Le Bön reste une religion populaire au Tibet
par Jean-Paul Desimpelaere, le 17 novembre 2010
La religion bön est la religion autochtone du Tibet, présente sur le Haut plateau bien avant le bouddhisme. Ce sont les grands rois tibétains de la dynastie Tubo (8-9ème siècle) qui instituèrent la religion bouddhiste, originaire d'Inde et transférée en Chine puis au Tibet, en persécutant les anciens cultes du bön.
Actuellement, il reste 86 monastères bön sur le haut plateau Qinghai-Tibet, et on estime qu’il y a encore environ 200.000 adeptes du bön. Mais il s’agit d'une simple estimation, car l’influence du bön est encore très populaire et les croyances relevant du bön touchent certainement plus de gens que cela. Le bön est de caractère animiste, certaines croyances reflètent avec exactitude les lois de la nature. L’éclair, par exemple, est décrit comme étant une énergie négative présente dans les nuages bas qui interagissent avec l'énergie positive du sol.

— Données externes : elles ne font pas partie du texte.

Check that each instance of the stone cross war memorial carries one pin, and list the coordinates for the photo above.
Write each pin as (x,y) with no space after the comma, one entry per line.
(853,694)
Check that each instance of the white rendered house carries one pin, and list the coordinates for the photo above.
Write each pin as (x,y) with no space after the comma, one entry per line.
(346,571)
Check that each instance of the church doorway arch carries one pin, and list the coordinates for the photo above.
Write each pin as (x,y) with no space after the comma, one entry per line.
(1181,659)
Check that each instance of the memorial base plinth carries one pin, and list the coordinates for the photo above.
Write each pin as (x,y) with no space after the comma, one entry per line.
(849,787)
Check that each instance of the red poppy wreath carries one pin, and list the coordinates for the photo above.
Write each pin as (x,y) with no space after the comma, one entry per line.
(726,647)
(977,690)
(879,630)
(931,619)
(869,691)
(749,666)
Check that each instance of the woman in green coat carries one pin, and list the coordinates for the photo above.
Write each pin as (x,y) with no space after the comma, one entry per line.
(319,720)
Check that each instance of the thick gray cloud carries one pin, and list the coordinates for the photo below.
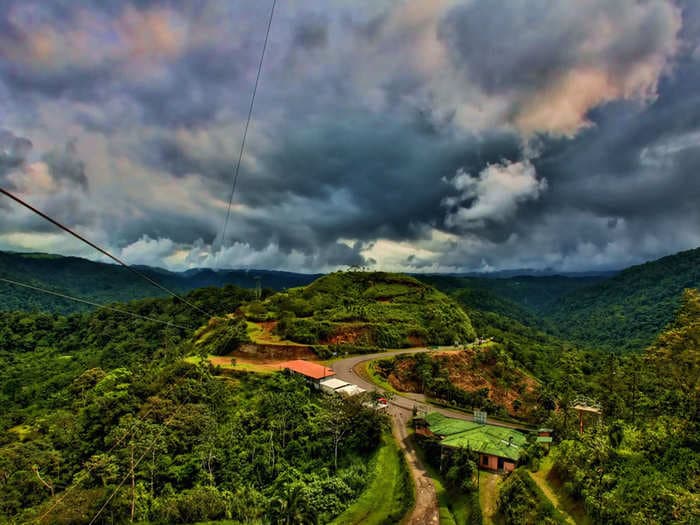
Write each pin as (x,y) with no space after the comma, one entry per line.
(412,135)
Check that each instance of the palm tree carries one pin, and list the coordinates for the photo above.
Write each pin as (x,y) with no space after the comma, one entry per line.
(293,508)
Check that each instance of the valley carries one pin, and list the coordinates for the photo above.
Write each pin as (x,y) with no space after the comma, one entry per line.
(209,397)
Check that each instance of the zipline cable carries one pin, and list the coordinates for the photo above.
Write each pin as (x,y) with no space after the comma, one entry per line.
(91,303)
(118,442)
(247,123)
(101,250)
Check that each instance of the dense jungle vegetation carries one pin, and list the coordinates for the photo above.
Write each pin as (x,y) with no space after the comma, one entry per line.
(86,397)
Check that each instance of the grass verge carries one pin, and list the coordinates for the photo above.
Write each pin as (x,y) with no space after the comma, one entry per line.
(455,507)
(549,484)
(389,493)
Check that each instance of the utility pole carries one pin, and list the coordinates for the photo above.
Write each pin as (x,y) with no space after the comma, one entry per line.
(258,287)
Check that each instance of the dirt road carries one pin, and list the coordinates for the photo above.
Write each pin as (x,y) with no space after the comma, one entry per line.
(401,406)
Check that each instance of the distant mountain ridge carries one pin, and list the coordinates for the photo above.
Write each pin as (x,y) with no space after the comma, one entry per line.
(105,283)
(627,311)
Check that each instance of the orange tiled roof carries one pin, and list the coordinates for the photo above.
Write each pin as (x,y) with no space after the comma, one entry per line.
(308,369)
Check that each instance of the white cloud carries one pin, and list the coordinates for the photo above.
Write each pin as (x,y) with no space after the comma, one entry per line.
(493,195)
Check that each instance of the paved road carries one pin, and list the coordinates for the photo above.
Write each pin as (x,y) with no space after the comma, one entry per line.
(425,511)
(348,370)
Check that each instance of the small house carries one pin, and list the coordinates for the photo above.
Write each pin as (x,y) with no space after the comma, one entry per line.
(499,448)
(544,437)
(330,384)
(313,373)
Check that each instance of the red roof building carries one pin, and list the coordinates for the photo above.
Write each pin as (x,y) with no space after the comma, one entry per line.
(311,371)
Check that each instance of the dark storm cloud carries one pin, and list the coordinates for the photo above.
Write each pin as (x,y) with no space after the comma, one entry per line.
(66,165)
(311,33)
(13,152)
(528,44)
(383,122)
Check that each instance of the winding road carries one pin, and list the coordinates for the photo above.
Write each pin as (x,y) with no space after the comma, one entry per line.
(425,511)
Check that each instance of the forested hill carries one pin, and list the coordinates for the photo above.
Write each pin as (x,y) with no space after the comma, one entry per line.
(627,311)
(530,292)
(104,283)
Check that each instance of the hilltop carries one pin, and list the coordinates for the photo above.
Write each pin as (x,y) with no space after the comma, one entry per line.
(363,309)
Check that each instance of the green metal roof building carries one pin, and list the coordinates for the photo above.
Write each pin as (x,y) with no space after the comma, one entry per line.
(499,447)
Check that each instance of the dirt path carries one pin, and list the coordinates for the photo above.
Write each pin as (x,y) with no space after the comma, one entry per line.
(425,510)
(539,478)
(426,507)
(488,494)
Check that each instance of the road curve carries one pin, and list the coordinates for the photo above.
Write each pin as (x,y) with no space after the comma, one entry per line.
(425,511)
(346,369)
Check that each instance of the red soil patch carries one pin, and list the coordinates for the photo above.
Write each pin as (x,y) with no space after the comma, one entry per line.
(346,335)
(468,375)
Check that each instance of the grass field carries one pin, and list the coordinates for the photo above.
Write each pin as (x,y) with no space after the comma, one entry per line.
(241,364)
(389,493)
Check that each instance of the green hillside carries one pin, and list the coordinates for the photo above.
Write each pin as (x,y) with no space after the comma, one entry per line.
(627,311)
(102,421)
(105,283)
(531,293)
(366,309)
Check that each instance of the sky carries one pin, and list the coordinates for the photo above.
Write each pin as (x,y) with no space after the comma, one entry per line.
(440,136)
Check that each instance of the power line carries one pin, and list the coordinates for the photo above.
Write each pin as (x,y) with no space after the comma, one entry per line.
(132,470)
(85,301)
(247,123)
(101,250)
(91,467)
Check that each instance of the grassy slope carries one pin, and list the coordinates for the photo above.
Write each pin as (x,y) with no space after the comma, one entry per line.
(388,495)
(365,309)
(106,283)
(454,506)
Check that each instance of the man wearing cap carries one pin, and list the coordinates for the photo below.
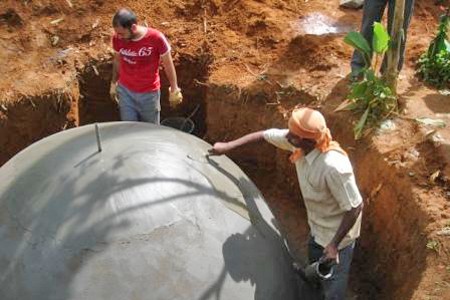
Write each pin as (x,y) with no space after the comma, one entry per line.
(135,77)
(332,199)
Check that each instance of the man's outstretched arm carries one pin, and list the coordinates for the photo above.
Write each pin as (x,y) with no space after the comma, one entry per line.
(220,148)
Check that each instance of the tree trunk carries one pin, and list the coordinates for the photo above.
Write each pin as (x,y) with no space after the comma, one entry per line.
(393,54)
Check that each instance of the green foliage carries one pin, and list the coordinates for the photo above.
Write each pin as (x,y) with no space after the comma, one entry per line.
(434,65)
(381,39)
(357,41)
(371,97)
(435,70)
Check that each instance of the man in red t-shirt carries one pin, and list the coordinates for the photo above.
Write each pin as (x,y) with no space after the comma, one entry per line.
(135,79)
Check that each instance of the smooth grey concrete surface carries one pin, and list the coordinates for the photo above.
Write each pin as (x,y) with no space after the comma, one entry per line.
(149,217)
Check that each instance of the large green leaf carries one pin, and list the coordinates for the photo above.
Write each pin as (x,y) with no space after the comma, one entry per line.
(380,42)
(357,41)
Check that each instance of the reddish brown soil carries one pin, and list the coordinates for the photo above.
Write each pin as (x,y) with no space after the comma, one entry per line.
(246,64)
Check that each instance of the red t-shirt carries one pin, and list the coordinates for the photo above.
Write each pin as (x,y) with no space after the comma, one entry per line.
(139,61)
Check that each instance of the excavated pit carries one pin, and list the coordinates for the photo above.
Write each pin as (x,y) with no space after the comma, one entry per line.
(392,223)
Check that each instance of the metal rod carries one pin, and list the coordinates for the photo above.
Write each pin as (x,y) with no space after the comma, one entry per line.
(97,134)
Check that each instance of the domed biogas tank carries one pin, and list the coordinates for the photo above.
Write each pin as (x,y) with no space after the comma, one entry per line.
(148,217)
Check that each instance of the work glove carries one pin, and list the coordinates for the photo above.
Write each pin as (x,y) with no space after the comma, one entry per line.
(175,97)
(113,92)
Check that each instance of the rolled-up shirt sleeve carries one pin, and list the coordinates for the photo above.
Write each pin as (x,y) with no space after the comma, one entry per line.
(277,137)
(343,187)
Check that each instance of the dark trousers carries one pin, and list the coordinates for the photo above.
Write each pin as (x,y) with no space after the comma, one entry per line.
(335,287)
(373,12)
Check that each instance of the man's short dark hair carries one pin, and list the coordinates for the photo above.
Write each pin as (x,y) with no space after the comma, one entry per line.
(125,18)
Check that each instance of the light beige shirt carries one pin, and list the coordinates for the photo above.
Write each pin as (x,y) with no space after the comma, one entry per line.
(328,187)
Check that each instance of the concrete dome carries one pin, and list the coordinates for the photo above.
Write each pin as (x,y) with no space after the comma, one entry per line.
(149,217)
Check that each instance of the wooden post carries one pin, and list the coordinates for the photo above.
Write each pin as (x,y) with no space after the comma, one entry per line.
(397,36)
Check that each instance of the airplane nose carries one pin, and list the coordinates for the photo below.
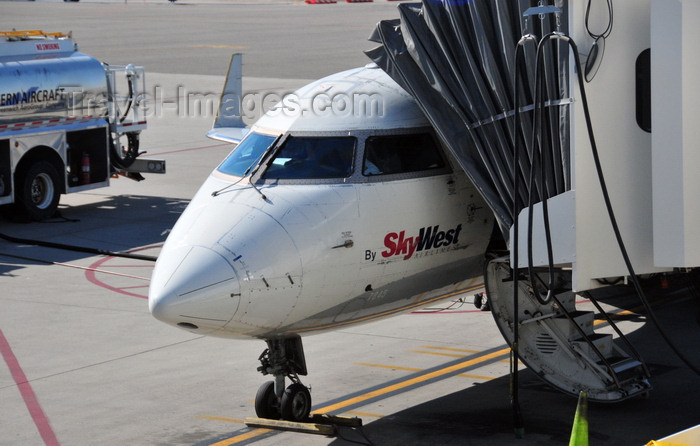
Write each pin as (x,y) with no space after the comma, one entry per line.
(194,288)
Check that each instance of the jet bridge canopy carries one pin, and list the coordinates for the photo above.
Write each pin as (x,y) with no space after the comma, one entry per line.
(457,60)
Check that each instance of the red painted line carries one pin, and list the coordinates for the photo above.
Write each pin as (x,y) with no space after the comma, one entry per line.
(30,400)
(91,274)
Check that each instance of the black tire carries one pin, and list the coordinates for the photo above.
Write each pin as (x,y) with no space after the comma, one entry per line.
(296,403)
(266,404)
(38,191)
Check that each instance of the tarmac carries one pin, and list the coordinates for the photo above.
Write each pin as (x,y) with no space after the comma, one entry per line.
(83,362)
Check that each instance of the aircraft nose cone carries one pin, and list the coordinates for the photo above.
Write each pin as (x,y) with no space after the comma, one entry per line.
(194,288)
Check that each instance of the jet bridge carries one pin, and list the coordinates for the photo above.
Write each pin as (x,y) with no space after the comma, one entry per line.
(549,109)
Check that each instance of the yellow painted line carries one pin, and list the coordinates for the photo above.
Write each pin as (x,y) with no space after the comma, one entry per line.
(242,437)
(389,312)
(364,414)
(226,419)
(414,369)
(411,382)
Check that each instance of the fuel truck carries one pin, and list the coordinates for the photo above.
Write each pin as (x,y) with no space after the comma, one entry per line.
(68,122)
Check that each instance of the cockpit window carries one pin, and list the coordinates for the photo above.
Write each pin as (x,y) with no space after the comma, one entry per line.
(313,158)
(246,155)
(393,154)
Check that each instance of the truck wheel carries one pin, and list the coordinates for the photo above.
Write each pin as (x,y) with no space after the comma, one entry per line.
(38,192)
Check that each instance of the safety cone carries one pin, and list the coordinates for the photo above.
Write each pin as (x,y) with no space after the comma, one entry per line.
(579,432)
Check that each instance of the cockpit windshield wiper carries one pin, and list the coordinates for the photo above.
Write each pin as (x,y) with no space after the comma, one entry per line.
(252,167)
(266,159)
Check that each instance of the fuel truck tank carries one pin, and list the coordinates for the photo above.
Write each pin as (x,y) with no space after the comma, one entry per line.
(45,79)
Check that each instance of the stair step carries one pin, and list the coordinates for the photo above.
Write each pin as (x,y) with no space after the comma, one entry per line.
(584,319)
(603,342)
(626,368)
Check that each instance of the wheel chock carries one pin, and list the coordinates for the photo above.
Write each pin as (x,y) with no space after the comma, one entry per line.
(292,426)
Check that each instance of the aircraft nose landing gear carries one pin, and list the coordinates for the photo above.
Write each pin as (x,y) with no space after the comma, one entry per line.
(284,357)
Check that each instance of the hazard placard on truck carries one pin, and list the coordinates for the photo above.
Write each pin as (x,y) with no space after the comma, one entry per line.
(68,122)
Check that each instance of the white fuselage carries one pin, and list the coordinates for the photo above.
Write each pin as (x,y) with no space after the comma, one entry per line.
(304,250)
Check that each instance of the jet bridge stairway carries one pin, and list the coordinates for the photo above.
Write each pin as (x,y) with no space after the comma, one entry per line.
(558,342)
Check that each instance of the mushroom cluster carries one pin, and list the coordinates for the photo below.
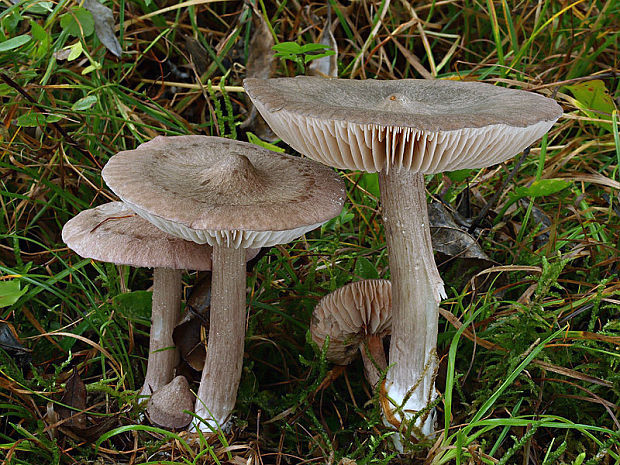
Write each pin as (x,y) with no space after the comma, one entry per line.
(201,202)
(229,196)
(404,129)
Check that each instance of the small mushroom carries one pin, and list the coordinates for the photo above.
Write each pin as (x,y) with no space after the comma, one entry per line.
(404,129)
(168,406)
(356,316)
(231,195)
(113,233)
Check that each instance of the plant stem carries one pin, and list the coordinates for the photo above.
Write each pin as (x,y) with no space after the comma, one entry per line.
(222,370)
(417,290)
(373,356)
(163,355)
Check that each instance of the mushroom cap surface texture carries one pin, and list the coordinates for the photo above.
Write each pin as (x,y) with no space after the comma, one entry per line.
(221,191)
(350,314)
(166,406)
(113,233)
(428,126)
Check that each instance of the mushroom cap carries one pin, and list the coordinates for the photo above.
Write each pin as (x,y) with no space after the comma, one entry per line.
(113,233)
(349,315)
(427,126)
(225,192)
(166,406)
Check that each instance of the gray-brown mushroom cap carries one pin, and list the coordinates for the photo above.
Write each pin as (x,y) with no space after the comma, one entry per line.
(211,189)
(419,125)
(350,314)
(113,233)
(166,406)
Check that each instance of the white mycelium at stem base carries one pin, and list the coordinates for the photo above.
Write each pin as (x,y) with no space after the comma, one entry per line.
(417,290)
(421,126)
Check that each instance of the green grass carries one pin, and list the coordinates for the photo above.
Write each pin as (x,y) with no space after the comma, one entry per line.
(541,383)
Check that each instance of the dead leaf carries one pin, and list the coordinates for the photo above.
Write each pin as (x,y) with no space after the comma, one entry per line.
(75,397)
(449,239)
(11,345)
(104,26)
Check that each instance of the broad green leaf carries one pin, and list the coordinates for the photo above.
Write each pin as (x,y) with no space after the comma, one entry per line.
(254,139)
(84,103)
(594,99)
(31,120)
(14,43)
(78,22)
(542,187)
(10,292)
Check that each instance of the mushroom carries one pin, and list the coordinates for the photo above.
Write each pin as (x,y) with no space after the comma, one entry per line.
(356,316)
(231,195)
(167,407)
(403,130)
(113,233)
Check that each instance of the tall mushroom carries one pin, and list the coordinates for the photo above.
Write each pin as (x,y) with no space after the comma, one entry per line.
(356,316)
(404,129)
(113,233)
(231,195)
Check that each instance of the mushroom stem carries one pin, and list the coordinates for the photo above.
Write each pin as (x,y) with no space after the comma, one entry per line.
(222,370)
(417,290)
(165,312)
(373,357)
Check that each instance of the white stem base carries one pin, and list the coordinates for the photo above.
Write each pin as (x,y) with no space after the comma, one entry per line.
(222,370)
(417,290)
(165,313)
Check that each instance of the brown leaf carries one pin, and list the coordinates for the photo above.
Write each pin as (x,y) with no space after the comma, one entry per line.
(74,396)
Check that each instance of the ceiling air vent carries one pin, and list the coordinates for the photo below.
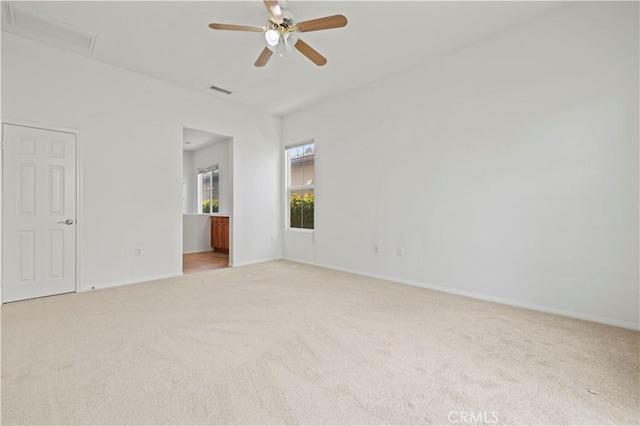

Le plus ancien monastère bön encore vivant aujourd'hui est celui de Rtse Drugdgon. Il se situe dans le Nord-est du Tibet, non loin des sources du Salween. Il se dresse fièrement à 4800 mètres d'altitude, sur les flancs de la chaîne de montagnes Nyanchen Thanglha, au Sud de Dengqen. Deux cent moines y vivent actuellement. Selon la tradition bön, la fondation du monastère remonte à juste avant notre ère, sous le règne du roi Mutri Tsempo. Au cours de l'histoire du Tibet, le bön et le bouddhisme se sont intriqués mutuellement au point où, par exemple, le responsable du monastère Rtse Drugdgon, Bstan Vdzin Vod Zer, prétend être lui-même un « bouddha réincarné ». C'est un jeune homme plein de dynamisme qui possède un appartement à Beijing et donne des conférences dans toute la Chine pour faire connaître les traditions du bön, par exemple la grande fête religieuse du bön qui a lieu chaque année, en octobre.
Certaines coutumes tibétaines trouvent leur origine dans le bön. Par exemple, dans l'Amdo, on enterre encore les chiens à l’intérieur de la maison ou devant la porte d’entrée. En effet, les chiens, ainsi que les chevaux, les ânes et les yacks, étaient considérés comme des animaux protecteurs de la maison et de ses habitants : ils pouvaient éloigner les démons et les mauvais esprits. Ainsi pendant les rituels, d'un mariage ou d'un décès, un bon nombre de ces animaux étaient sacrifiés.
La religion bön se structura peu à peu en opposition avec la deuxième vague du bouddhisme qui venait du Nord de l'Inde et qui a rapidement pris de l'expansion sur le haut plateau au début de notre ère. Le bön s'est répandu à partir du premier petit état tibétain, le Zhangzhung, situé dans l’Ouest du Tibet (l’actuel Ngari). Pourtant, la plus sacrée des montagnes du bön ne se trouve pas là, mais dans la région du Kongpo, dans l’Est du Tibet.
C'est que le fondateur légendaire du culte bön, Tonpa Shenrab, vint du Zhangzhung, pour répandre les pratiques du bön sur tout le Haut plateau. Il se heurta à l’opposition du maléfique dieu-roi du Kongpo qui prit la forme d’une haute montagne afin de brouiller la piste de Shenrab. Mais le pouvoir magique de Shenrab était plus grand et il transforma la montagne en dieu protecteur de la religion bön. La montagne reçut le nom de « bönri ».
La tradition bön nous rapporte également que le pèlerinage autour de cette montagne sacrée fut initié par un moine au 14ème siècle. Depuis lors, et jusqu’à ce jour, des Tibétains pratiquent encore cette « kora » (circonvolution autour d'un montagne sacrée). Le tour complet se fait en sept jours, mais comme souvent, un trajet de deux jours est possible aussi. Dans ce cas, il ne s’agit que du passage d’un des cols du bönri et pas de la kora complète.
Cette randonnée présente cependant un sérieux dénivelé, de 2900m à 4600m. Le départ se prend dans la petite ville de Menri, juste au Nord de le fleuve Yarlung Tsangpo, dans le canton de Mainling.